As shown in Table 1, among the demographic variables there were roughly equal percentages of men and women. There were more whites than African-Americans with percentages of 63.4% for whites and 36.6% for African-Americans. Almost 80% of the individuals were juniors and seniors. Approximately 75% of the individuals were business majors. The average age was 22.35.
As shown in Table 2, on the attitudes towards dating website sorting capability items, African- Americans rated significantly higher than whites the item assessing the ability to receive a weekly list of potential matches via email. The other options did not have any differences between whites and African-Americans.
As shown in Table 3, in the comparisons between white and African-American men, these results were maintained. African-American men showed a higher preference for the ability to receive a weekly list of potential matches via email. There were no significant differences between white and African-American men with regard to the other items.
As shown in Table 4, in the comparisons between white and African-American women, there were no significant differences with regard to their attitudes toward any of the dating website items.
Contrary to our hypothesis, most items did not differ between whites and African-Americans. One item was consistent with our hypothesis where whites and African-Americans differed with regard to a website's capability to receive a weekly list of matches via email. African-Americans rated it as more important. Our results also showed a difference in the association of gender with regard to a dating website feature of receiving a weekly list of matches via email. Specifically, among African-American men the interest was significantly higher towards receiving a weekly list of matches via email.
Our results can be attributed to a number of different factors. One factor is the subject of shyness. In a study that gauged shyness in computer-mediated communication, 56% of men fell into the high-shyness category, compared to only 35% of women (Scharlott, 1995). It could be that men and women are defying the traditional sex roles in the case of online dating. Interestingly, in our study, this possible male shyness pattern only existed for the African-American men and not the white men.
It is also important to examine the topic of attachment. In one study that explored the nature of early romantic attachment, more whites than African-Americans reported having been in love (Regan et. al., 2004). In a different study that examined adult attachment, African-American college students showed greater attachment avoidance than their white peers (Wei et. al, 2004). It could be that this greater attachment avoidance among African-Americans results in a preference for receiving weekly email lists of matches rather than initiating and e-mailing potential partners.
Our study has some limitations.

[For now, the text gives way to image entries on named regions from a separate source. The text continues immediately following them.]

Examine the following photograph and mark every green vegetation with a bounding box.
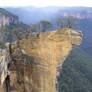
[0,41,5,49]
[58,48,92,92]
[31,20,52,33]
[56,16,79,29]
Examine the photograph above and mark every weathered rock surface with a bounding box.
[0,29,82,92]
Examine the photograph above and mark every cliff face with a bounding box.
[0,29,82,92]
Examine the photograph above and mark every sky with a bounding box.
[0,0,92,7]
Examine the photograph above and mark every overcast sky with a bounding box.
[0,0,92,7]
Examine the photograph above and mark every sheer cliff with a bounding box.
[0,29,82,92]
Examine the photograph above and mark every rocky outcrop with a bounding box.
[0,29,82,92]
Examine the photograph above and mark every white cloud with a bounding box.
[0,0,92,7]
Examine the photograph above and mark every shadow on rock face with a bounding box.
[1,29,82,92]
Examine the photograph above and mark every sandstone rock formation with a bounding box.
[0,29,82,92]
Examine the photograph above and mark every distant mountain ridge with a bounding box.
[5,6,92,24]
[0,8,19,27]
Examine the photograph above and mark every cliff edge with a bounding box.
[0,29,82,92]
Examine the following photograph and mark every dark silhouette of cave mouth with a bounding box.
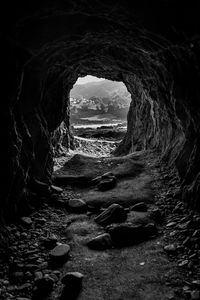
[62,75,131,156]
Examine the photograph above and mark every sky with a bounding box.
[76,75,104,84]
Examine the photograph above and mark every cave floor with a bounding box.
[0,152,200,300]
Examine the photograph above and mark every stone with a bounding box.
[149,207,164,222]
[178,259,189,267]
[190,291,200,300]
[68,199,87,213]
[192,279,200,287]
[166,222,176,228]
[9,272,24,284]
[87,233,112,250]
[94,203,127,226]
[50,184,63,194]
[41,234,58,250]
[50,244,70,263]
[98,176,117,192]
[20,217,33,228]
[34,271,43,280]
[107,223,148,247]
[17,283,32,292]
[35,275,54,295]
[61,272,84,288]
[143,223,158,237]
[130,202,147,211]
[164,244,176,254]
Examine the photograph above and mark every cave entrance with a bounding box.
[70,75,131,156]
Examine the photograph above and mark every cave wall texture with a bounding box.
[0,0,200,216]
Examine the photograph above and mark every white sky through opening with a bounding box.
[75,75,105,84]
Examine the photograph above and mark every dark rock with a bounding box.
[191,290,200,300]
[17,283,32,292]
[95,203,127,226]
[164,244,177,254]
[149,207,164,223]
[41,234,58,250]
[50,185,63,194]
[34,275,54,299]
[61,272,84,288]
[130,202,147,211]
[20,217,33,228]
[87,233,112,250]
[107,223,152,247]
[9,272,24,284]
[98,176,117,192]
[68,199,87,213]
[50,244,70,263]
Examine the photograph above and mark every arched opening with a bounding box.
[0,0,200,300]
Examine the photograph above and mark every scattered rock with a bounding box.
[17,283,32,292]
[191,291,200,300]
[149,207,164,223]
[61,272,84,288]
[192,279,200,287]
[50,244,70,263]
[98,176,117,192]
[164,244,177,254]
[20,217,33,228]
[34,275,54,299]
[42,234,58,250]
[178,259,189,267]
[87,233,112,250]
[50,185,63,194]
[68,199,87,213]
[166,222,176,228]
[107,223,155,247]
[95,203,127,226]
[130,202,147,211]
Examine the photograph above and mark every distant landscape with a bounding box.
[70,79,131,125]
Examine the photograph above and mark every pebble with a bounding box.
[98,176,117,192]
[192,279,200,287]
[35,275,54,295]
[61,272,84,288]
[191,291,200,300]
[68,199,87,213]
[20,217,33,228]
[87,233,112,250]
[95,203,127,226]
[164,244,177,253]
[178,259,189,267]
[166,222,176,228]
[50,244,70,262]
[130,202,147,212]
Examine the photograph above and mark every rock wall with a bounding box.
[0,0,200,219]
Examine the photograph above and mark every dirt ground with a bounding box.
[0,152,200,300]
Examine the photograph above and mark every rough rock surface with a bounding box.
[0,0,200,215]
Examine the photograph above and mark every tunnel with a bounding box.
[0,0,200,299]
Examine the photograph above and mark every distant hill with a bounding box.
[70,79,131,123]
[70,79,130,100]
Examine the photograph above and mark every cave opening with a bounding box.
[0,0,200,300]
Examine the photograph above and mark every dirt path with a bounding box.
[0,152,200,300]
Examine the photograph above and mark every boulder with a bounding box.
[61,272,84,288]
[68,199,87,213]
[49,244,70,263]
[107,223,157,247]
[95,203,127,226]
[131,202,147,211]
[87,233,112,250]
[98,176,117,192]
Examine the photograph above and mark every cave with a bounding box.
[0,0,200,300]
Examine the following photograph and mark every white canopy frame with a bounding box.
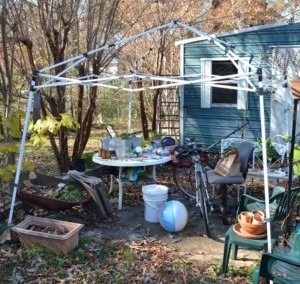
[8,21,272,252]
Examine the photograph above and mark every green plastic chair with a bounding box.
[237,186,300,222]
[222,186,300,276]
[252,233,300,284]
[222,225,278,276]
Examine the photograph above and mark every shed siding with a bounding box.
[183,24,300,151]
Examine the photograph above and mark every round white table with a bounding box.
[93,153,171,210]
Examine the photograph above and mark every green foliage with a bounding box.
[0,110,25,140]
[0,110,35,182]
[28,113,80,147]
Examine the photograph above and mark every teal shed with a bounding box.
[177,23,300,149]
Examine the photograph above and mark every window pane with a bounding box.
[212,60,238,104]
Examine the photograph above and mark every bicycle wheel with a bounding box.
[173,161,196,199]
[196,172,210,238]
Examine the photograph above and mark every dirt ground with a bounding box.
[5,161,282,272]
[67,162,268,267]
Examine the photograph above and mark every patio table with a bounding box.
[93,153,171,210]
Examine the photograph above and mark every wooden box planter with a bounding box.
[12,216,83,254]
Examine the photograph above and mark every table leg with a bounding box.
[118,167,123,210]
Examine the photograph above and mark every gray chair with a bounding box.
[206,141,254,224]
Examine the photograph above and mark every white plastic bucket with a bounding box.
[142,184,168,223]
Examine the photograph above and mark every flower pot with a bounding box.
[290,80,300,99]
[12,216,83,254]
[239,211,253,223]
[293,148,300,176]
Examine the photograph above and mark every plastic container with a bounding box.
[142,184,168,223]
[115,139,126,160]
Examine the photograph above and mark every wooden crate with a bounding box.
[12,216,83,254]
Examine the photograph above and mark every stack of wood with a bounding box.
[68,171,112,219]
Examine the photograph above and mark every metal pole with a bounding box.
[8,74,36,226]
[286,99,299,235]
[257,68,272,252]
[128,80,132,133]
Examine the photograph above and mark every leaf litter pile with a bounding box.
[0,163,268,283]
[0,235,249,283]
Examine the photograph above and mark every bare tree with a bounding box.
[119,0,202,139]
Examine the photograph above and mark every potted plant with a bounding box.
[293,141,300,176]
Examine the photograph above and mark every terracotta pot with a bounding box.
[252,214,265,225]
[251,209,265,218]
[239,211,253,223]
[239,218,267,235]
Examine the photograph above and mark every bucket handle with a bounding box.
[144,199,166,211]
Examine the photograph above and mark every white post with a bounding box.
[257,68,272,252]
[128,80,132,133]
[8,75,36,226]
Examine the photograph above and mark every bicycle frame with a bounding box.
[192,150,212,237]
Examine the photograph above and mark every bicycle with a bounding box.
[173,138,220,199]
[173,142,219,237]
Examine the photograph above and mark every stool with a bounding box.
[222,225,278,276]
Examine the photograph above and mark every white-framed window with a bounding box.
[201,58,249,110]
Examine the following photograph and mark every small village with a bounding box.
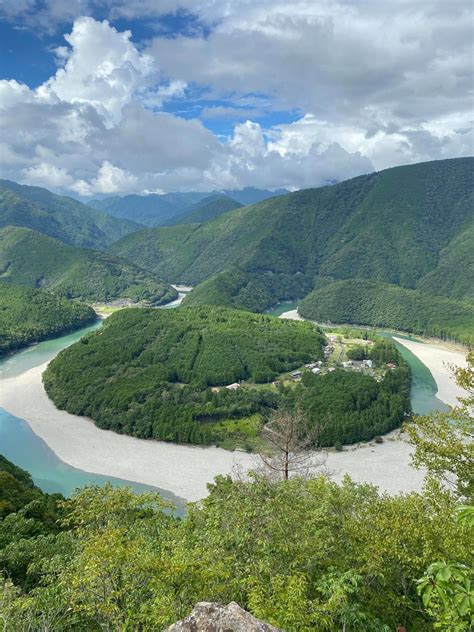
[221,332,397,392]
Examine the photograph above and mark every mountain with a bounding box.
[0,180,141,249]
[0,282,96,356]
[300,279,474,345]
[110,158,474,299]
[167,194,243,226]
[0,226,177,305]
[222,187,289,206]
[89,192,209,226]
[89,187,287,227]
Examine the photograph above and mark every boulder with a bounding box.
[167,601,282,632]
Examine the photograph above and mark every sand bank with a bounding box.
[0,364,422,501]
[279,309,304,320]
[393,336,467,406]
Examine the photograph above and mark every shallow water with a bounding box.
[269,301,448,415]
[0,320,184,513]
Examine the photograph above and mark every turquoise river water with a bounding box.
[0,303,447,504]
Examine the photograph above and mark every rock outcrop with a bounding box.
[167,601,282,632]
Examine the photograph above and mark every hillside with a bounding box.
[0,227,177,305]
[184,267,312,312]
[298,279,474,345]
[0,460,473,632]
[111,158,474,298]
[167,195,243,226]
[0,180,140,249]
[89,187,287,227]
[44,307,323,443]
[0,282,96,356]
[89,191,208,227]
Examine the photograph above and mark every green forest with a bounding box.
[0,281,97,356]
[44,307,324,443]
[0,180,141,249]
[110,158,474,300]
[298,279,474,345]
[0,424,474,632]
[0,226,177,305]
[166,194,243,226]
[43,307,410,449]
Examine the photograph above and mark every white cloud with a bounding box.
[23,162,74,189]
[37,17,158,125]
[0,6,473,196]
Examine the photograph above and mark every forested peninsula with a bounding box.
[44,307,410,450]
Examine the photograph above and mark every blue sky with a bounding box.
[0,0,473,197]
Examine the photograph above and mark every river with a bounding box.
[269,301,454,415]
[0,303,460,504]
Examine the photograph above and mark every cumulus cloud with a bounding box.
[37,17,157,125]
[0,0,473,196]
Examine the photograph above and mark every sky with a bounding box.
[0,0,474,198]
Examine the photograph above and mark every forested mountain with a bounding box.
[167,194,243,226]
[0,281,96,356]
[111,158,474,298]
[298,279,474,344]
[0,180,140,249]
[0,226,177,305]
[89,191,208,226]
[111,158,474,338]
[89,187,287,227]
[184,267,312,312]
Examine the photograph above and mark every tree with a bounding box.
[259,409,327,480]
[417,506,474,632]
[406,352,474,502]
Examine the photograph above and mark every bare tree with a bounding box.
[254,409,327,480]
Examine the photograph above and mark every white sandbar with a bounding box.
[0,364,422,501]
[393,336,468,406]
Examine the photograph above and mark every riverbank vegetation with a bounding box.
[0,464,473,632]
[44,307,410,450]
[44,307,324,443]
[298,279,474,345]
[0,281,96,356]
[0,316,474,632]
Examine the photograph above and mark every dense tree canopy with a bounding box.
[0,477,472,632]
[298,279,474,344]
[44,307,410,447]
[0,281,96,356]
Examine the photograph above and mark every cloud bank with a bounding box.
[0,0,473,196]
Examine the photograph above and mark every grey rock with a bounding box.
[167,601,282,632]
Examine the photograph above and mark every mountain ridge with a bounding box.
[88,187,288,228]
[109,158,474,300]
[0,226,177,305]
[0,180,141,249]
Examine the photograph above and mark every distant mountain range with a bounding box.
[0,158,474,342]
[110,158,474,344]
[167,194,243,226]
[89,187,288,227]
[0,226,177,305]
[0,180,142,249]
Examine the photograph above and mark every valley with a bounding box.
[0,296,463,504]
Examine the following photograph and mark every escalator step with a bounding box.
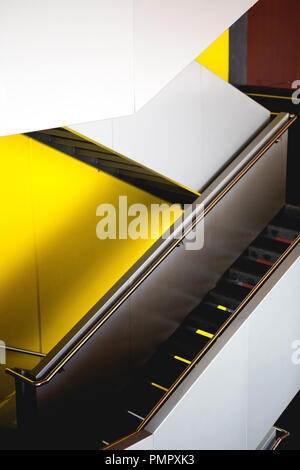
[160,326,210,361]
[213,280,251,303]
[269,206,300,233]
[230,256,269,280]
[183,303,228,334]
[125,381,166,418]
[134,353,186,391]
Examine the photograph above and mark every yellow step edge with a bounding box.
[196,330,214,338]
[174,356,191,364]
[151,382,168,392]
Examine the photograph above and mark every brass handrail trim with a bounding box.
[271,426,291,450]
[5,115,297,387]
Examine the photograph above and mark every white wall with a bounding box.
[71,62,270,191]
[0,0,256,135]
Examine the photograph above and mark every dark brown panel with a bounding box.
[247,0,300,88]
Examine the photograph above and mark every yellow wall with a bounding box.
[196,30,229,81]
[0,135,180,353]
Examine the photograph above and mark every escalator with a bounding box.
[1,114,300,449]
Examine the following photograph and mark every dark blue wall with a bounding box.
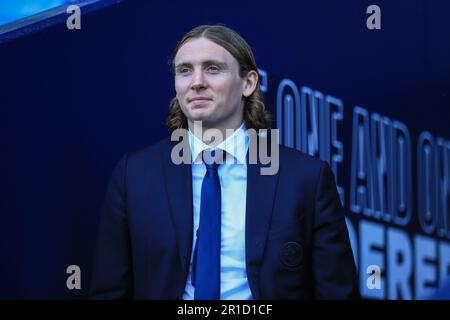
[0,0,450,299]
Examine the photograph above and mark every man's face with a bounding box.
[175,38,245,129]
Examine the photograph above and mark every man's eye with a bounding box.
[206,66,220,73]
[178,68,191,74]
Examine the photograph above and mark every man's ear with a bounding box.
[242,70,259,97]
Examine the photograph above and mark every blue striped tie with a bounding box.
[192,151,221,300]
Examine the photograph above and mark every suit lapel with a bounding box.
[163,142,193,275]
[245,134,279,299]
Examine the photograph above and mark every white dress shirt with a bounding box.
[183,123,253,300]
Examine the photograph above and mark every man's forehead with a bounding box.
[175,38,234,65]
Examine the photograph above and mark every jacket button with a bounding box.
[281,241,303,268]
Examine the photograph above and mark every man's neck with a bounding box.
[188,121,243,147]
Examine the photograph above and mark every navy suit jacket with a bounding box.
[90,134,359,299]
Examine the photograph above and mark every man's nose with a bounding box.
[191,70,206,90]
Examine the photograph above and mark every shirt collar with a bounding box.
[189,122,249,164]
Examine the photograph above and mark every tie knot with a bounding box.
[202,150,224,171]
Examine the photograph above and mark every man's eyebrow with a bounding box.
[175,59,228,70]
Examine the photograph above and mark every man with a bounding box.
[91,25,359,300]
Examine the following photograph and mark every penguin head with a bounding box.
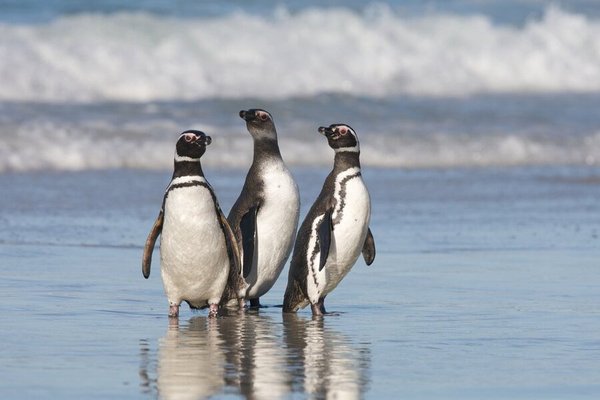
[319,124,359,153]
[175,130,212,161]
[240,108,277,140]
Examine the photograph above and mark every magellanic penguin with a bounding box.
[142,130,240,317]
[223,109,300,308]
[283,124,375,315]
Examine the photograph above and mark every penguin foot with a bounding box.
[208,303,219,318]
[169,304,179,318]
[250,297,261,308]
[310,300,326,317]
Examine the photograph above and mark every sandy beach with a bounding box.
[0,167,600,399]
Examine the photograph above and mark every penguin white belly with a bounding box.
[320,175,371,296]
[246,163,300,298]
[160,186,229,307]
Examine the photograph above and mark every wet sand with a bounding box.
[0,167,600,399]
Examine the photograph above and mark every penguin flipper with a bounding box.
[240,205,258,278]
[317,210,333,271]
[142,210,164,279]
[218,208,241,280]
[362,228,375,265]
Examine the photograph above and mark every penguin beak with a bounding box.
[319,126,335,137]
[240,110,256,121]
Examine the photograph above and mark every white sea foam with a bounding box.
[0,6,600,102]
[0,116,600,173]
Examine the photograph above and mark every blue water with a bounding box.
[0,0,600,399]
[0,167,600,399]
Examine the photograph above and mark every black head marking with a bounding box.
[175,130,212,161]
[240,108,277,140]
[319,124,359,153]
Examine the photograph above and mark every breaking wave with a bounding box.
[0,6,600,102]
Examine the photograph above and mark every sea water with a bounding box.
[0,0,600,399]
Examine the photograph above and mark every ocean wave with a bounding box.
[0,6,600,102]
[0,117,600,173]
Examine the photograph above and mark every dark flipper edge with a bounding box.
[317,210,333,271]
[240,206,258,278]
[142,210,164,279]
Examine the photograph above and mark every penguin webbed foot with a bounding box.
[169,304,179,318]
[310,299,327,317]
[249,297,265,308]
[208,303,219,318]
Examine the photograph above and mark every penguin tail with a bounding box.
[283,277,308,313]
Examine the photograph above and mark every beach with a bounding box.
[0,167,600,399]
[0,0,600,400]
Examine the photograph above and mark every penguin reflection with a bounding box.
[219,312,289,399]
[283,314,371,399]
[157,316,225,399]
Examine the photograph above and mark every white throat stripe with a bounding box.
[175,154,200,162]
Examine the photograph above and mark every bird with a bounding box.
[142,130,240,317]
[283,123,375,316]
[223,109,300,309]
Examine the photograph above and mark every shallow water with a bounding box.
[0,167,600,399]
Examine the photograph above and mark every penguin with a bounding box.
[223,109,300,309]
[142,130,239,317]
[283,124,375,316]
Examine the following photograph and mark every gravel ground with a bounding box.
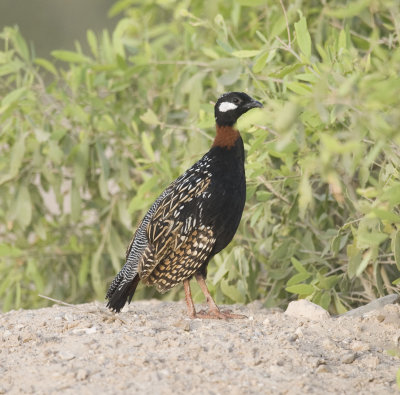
[0,300,400,395]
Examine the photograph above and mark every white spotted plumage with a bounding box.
[218,101,237,112]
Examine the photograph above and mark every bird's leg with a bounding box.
[183,279,196,319]
[192,273,247,320]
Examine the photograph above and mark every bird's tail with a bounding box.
[106,270,140,313]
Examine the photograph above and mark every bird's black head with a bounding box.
[214,92,263,126]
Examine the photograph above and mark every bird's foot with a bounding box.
[191,310,247,320]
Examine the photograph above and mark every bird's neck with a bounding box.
[212,125,240,149]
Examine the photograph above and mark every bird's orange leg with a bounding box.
[192,274,247,320]
[183,279,196,319]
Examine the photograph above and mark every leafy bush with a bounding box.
[0,0,400,313]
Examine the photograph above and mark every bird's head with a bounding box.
[214,92,263,126]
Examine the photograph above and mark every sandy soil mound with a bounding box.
[0,301,400,394]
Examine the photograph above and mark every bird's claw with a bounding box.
[193,310,247,320]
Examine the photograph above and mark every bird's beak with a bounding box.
[245,100,264,110]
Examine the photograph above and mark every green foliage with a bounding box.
[0,0,400,313]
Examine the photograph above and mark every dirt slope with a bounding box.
[0,301,400,395]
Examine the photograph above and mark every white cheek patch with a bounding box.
[218,101,237,112]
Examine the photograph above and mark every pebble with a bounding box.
[285,299,330,321]
[350,340,371,351]
[315,365,331,373]
[58,351,75,361]
[341,352,356,364]
[322,339,337,351]
[341,294,399,317]
[75,369,89,380]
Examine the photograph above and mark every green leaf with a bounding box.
[285,284,315,296]
[1,87,27,108]
[0,243,24,258]
[232,49,261,58]
[51,50,91,63]
[287,273,311,287]
[333,292,347,314]
[34,58,58,77]
[347,245,362,278]
[140,108,160,125]
[325,0,372,18]
[86,29,99,58]
[392,230,400,270]
[78,255,90,287]
[381,184,400,206]
[16,185,32,229]
[318,292,332,310]
[290,257,308,273]
[294,16,311,62]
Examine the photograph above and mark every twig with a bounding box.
[258,176,290,205]
[279,0,292,47]
[38,294,126,324]
[38,294,77,308]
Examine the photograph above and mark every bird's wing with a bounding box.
[139,168,210,279]
[142,225,215,292]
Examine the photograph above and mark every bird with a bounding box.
[106,92,263,319]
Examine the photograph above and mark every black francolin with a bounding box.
[106,92,262,319]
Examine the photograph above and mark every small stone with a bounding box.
[342,352,356,364]
[350,340,371,351]
[376,314,385,322]
[341,294,399,317]
[294,327,304,337]
[285,299,330,321]
[288,333,299,343]
[59,351,75,361]
[315,365,331,373]
[322,339,337,351]
[63,313,74,322]
[75,369,89,380]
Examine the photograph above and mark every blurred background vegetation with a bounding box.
[0,0,400,313]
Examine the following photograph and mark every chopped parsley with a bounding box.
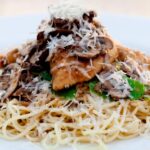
[88,79,108,99]
[127,78,146,100]
[53,86,77,100]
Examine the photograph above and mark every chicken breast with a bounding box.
[50,45,118,90]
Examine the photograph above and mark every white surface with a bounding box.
[0,14,150,150]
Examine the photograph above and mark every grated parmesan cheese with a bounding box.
[49,3,87,20]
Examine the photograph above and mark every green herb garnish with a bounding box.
[127,78,146,100]
[53,87,77,100]
[89,80,98,95]
[89,79,108,99]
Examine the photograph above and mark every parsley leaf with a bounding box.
[89,80,98,94]
[53,87,77,100]
[127,78,146,100]
[89,79,108,99]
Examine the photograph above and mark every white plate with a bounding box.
[0,14,150,150]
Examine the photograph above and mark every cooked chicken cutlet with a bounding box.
[50,45,118,90]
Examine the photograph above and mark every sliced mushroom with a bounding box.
[6,49,21,64]
[99,36,114,50]
[74,47,100,59]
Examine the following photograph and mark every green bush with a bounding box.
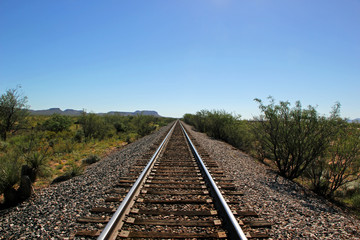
[43,114,72,133]
[184,110,253,151]
[79,112,111,140]
[134,114,156,137]
[82,155,101,164]
[306,121,360,197]
[254,97,339,179]
[0,153,22,202]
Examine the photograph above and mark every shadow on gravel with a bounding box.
[266,170,338,213]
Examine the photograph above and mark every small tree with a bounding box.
[134,113,156,137]
[79,112,111,139]
[307,121,360,197]
[43,114,71,133]
[0,87,28,141]
[254,97,340,179]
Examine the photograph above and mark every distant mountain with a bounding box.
[30,108,161,117]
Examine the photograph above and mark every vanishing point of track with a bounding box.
[75,121,271,239]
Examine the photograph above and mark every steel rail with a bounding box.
[97,122,177,240]
[180,123,247,240]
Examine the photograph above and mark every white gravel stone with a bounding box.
[0,125,170,239]
[186,125,360,239]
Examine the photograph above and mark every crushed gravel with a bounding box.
[0,122,360,239]
[186,125,360,239]
[0,125,171,239]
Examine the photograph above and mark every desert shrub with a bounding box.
[43,114,72,133]
[0,86,29,141]
[79,112,111,140]
[22,151,51,182]
[183,110,253,151]
[0,153,22,203]
[254,97,339,179]
[74,130,85,143]
[133,114,156,137]
[82,155,101,164]
[306,121,360,197]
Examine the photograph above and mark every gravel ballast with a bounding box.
[186,125,360,239]
[0,125,360,239]
[0,125,170,239]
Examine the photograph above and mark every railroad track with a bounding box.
[73,121,271,239]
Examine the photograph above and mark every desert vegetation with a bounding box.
[184,97,360,211]
[0,87,173,207]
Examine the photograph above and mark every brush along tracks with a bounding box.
[75,122,271,239]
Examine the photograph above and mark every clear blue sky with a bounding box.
[0,0,360,119]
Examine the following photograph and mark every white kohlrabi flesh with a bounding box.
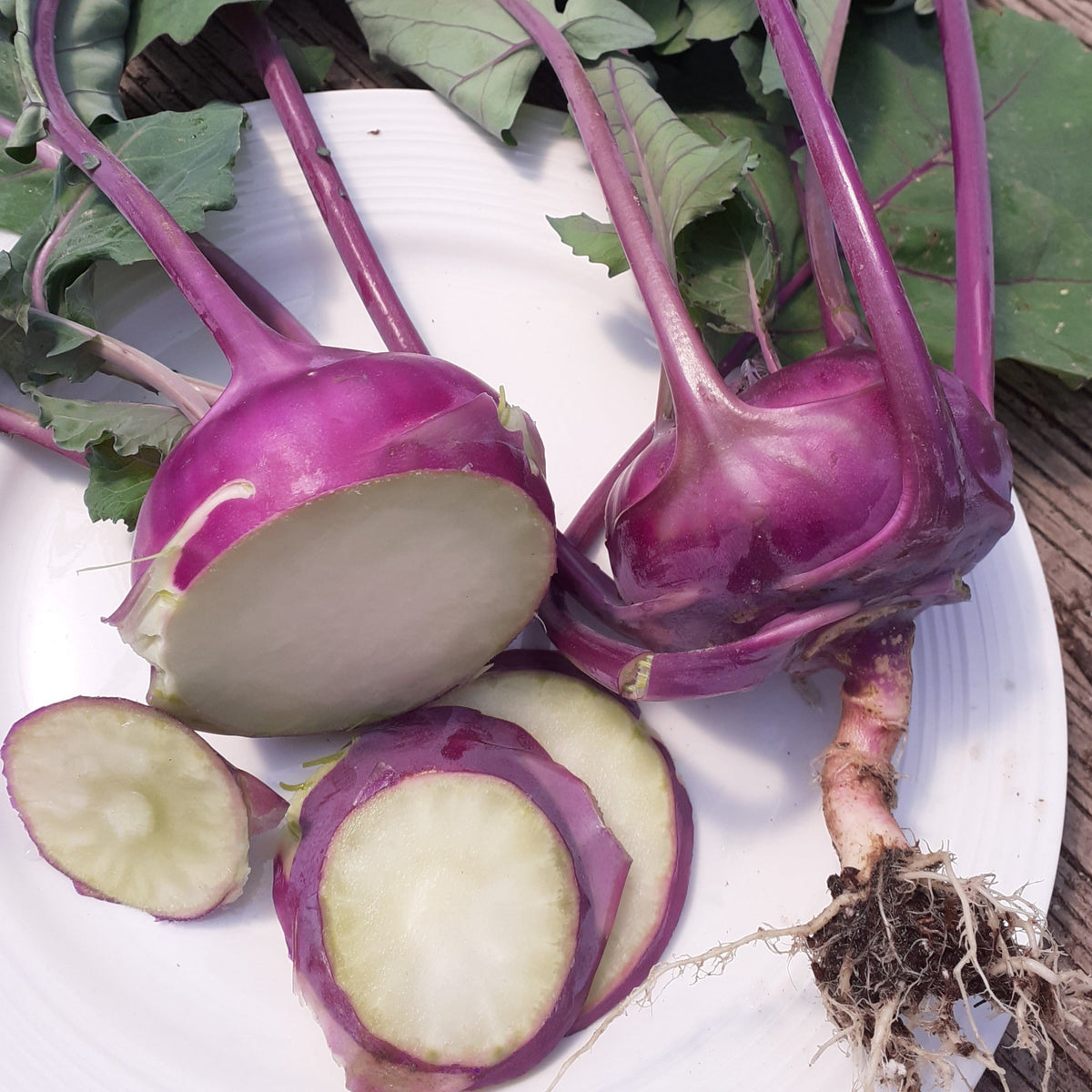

First, we only surveyed students at one college campus. Second, our sample was a convenience sample. Future research could include studying actual behavior of current participants of online dating websites to determine potential racial/ethnic differences between whites and African-Americans.
Traditional dating approaches typically involve a man initiating contact with a woman. The findings of this study suggest that African-American men may have unique psychological concerns with regard to online dating. This is illustrated by their preference to wait for automated information about prospective matches rather than initially searching online for prospective matches. An understanding of the gender differences among African-Americans can help understand if it is necessary to advocate a change in this behavioral pattern among African-American men.